________________ CM . . . . Volume XXII Number 23 . . . . February 19, 2016


Going For a Sea Bath.

Andrée Poulin. Illustrated by Anne-Claire Delisle. Translated by Erin Woods.
Toronto, ON: Pajama Press, 2016.
32 pp., hardcover, $17.95.
ISBN 978-1-927485-92-7.

Subject Headings:
Baths-Juvenile fiction.
Baths, Sea-Juvenile fiction.
Seashore animals-Juvenile fiction.
Fathers and daughters-Juvenile fiction.

Preschool-kindergarten / Ages 2-5.

Review by Claire Perrin.

**** /4

Reviewed from F&G's.


internal artWhat could make a boring bath more exciting? In Going For a Sea Bath, Leanne and her father look for ways to do just that. When Leanne complains that there is nothing to play with in the bathtub, Leanne's father runs all the way to the sea to find something. First he brings back one turtle, then two eels, followed by three clown fish. And so it goes until there are more than 30 wiggly, colourful creatures altogether. The last straw is when 10 purple octopi are added, and poor Leanne complains: "My bath is overflowing." With one final marvellous idea, Leanne's dad suggests they make another trip down to the sea, but not to get any more creatures – instead they jump in the sea and enjoy a relaxing sea bath!

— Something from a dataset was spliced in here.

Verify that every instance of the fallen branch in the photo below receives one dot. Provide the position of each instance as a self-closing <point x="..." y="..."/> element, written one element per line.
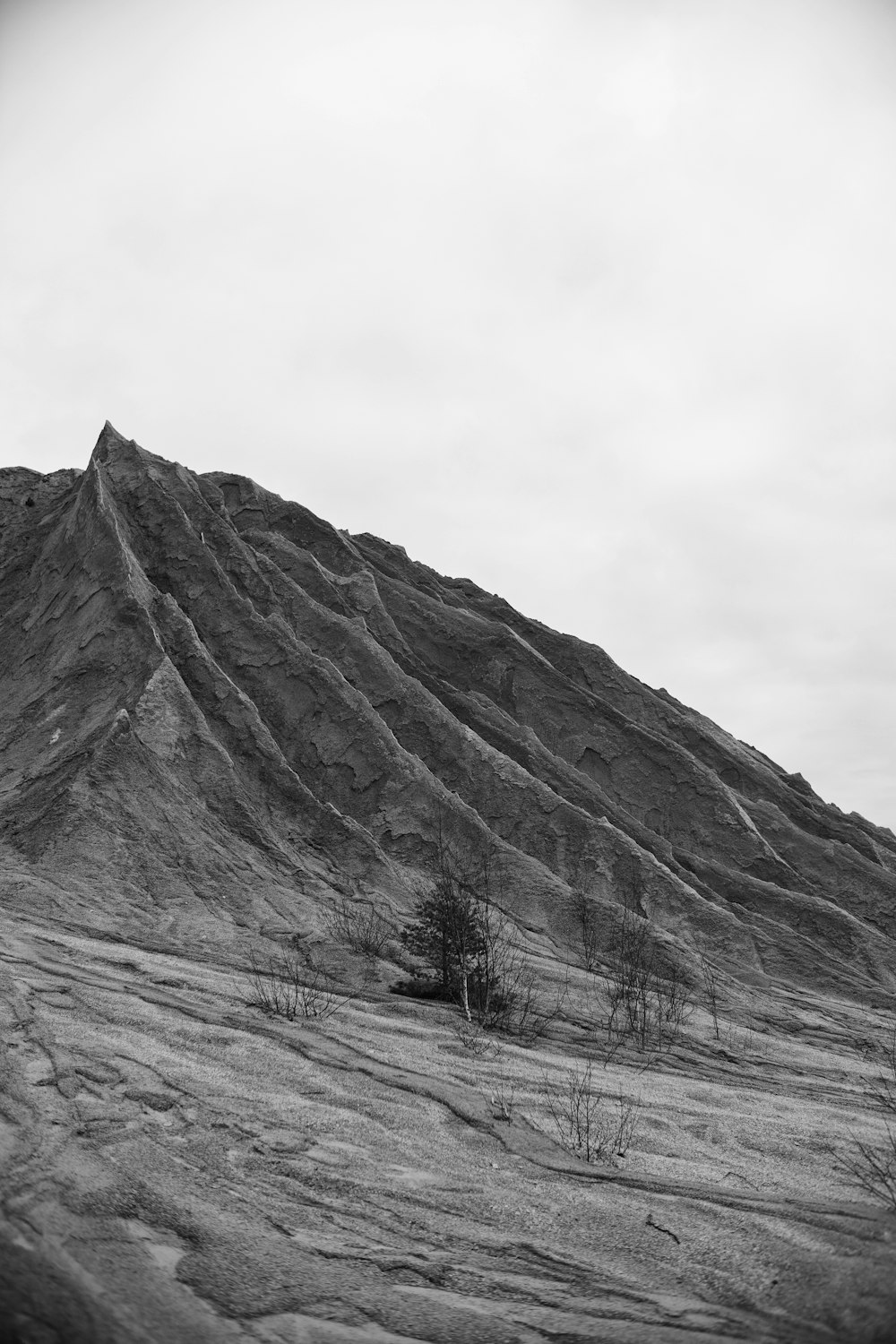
<point x="659" y="1228"/>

Leanne's father asked, "If you have five shrimps and six hermit crabs, how many legs is that?"

"Too many legs!" his daughter said. Then she suggested, "What if we add some animals with no legs?"

Her father cried, "Magnificent idea!"

internal art      Repetition and humour make Going For a Sea Bath a wonderful read for children who are young enough to enjoy playing in the bathtub. They will enjoy counting and adding all the sea creatures. Poulin uses a combination of familiar animals, like turtles and clown fish, along with lesser known ones, such as sea urchins, anemones and eels. The illustrations are realistic yet humorous and show Leanne swimming around with her new bath mates. Each page offers an opportunity to spot the creatures from previous pages as well as count the new ones being added. Large full-page illustrations by artist Anne-Claire Delisle give readers lots to look at and add to the humour of the story. The sea turtle, who was the first one to join the fun, is the largest and funniest of all the creatures and can be spotted in many funny poses throughout the story.

      Rich with vocabulary, numbers, humour and wonderful art, Poulin and Delisle have created a wonderfully entertaining counting book.

Highly Recommended.

Claire Perrin is an elementary teacher in Toronto, ON.